Во время этой, так сказать, прогулки по лесу, которая показалась мне бесконечно долгой (хотя в действительности она длилась всего лишь несколько минут), я пару раз попытался зажечь свой налобный фонарик, однако наши «конвоиры» тут же заставили меня его потушить, показывая мне жестами, что я их ослепляю. Моим глазам в конце концов пришлось привыкнуть к полной темноте, и я уже начал различать — не столько видеть, сколько интуитивно догадываться, — где именно под моими ногами находится узкая тропинка и куда мне нужно ступить в следующий раз, чтобы с нее не сбиться. Я даже умудрялся своевременно уклоняться от попадающихся время от времени на моем пути ветвей.
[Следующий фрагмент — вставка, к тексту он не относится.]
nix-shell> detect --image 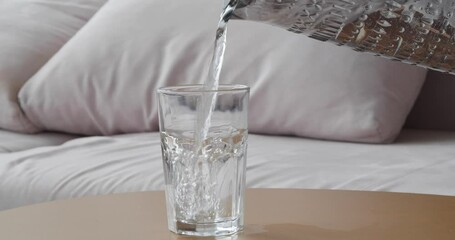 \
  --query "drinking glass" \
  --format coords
[158,85,249,236]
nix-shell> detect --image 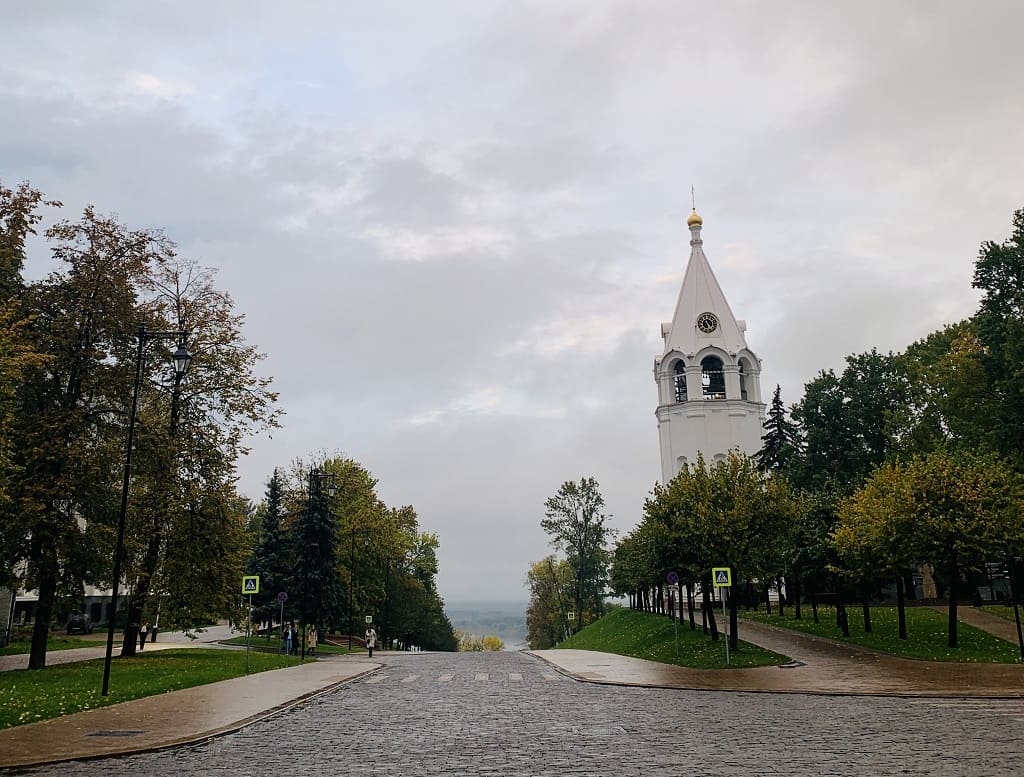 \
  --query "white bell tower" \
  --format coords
[654,209,765,483]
Точно так же и мой слух постепенно адаптировался к тишине сельвы — тишине, которая, вообще-то, не была абсолютной, потому что, как только я стал различать звуки своих собственных шагов и дождя, хлещущего по верхнему ярусу густой растительности сельвы, мир наполнился еле слышными звуками — не только приятными, но и такими, от которых становилось не по себе. Над нашими головами слышалось монотонное кваканье древесных лягушек, сливающееся со звуками, издаваемыми различными птицами, — от приглушенных криков попугаев до воркования каких-то неведомых мне пернатых обитателей сельвы. Эти тихие звуки изредка заглушались воплем какой-нибудь обезьяны или доносящимся откуда-то издалека рычанием крупного представителя семейства кошачьих, определяющего границы своей территории.
Я так увлекся, прислушиваясь к этим бесконечным звукам, доносившимся до меня со всех сторон, что внезапный громкий возглас Кассандры заставил меня вздрогнуть.
— Я вижу там, впереди, свет костра! Они ведут нас в свою деревню!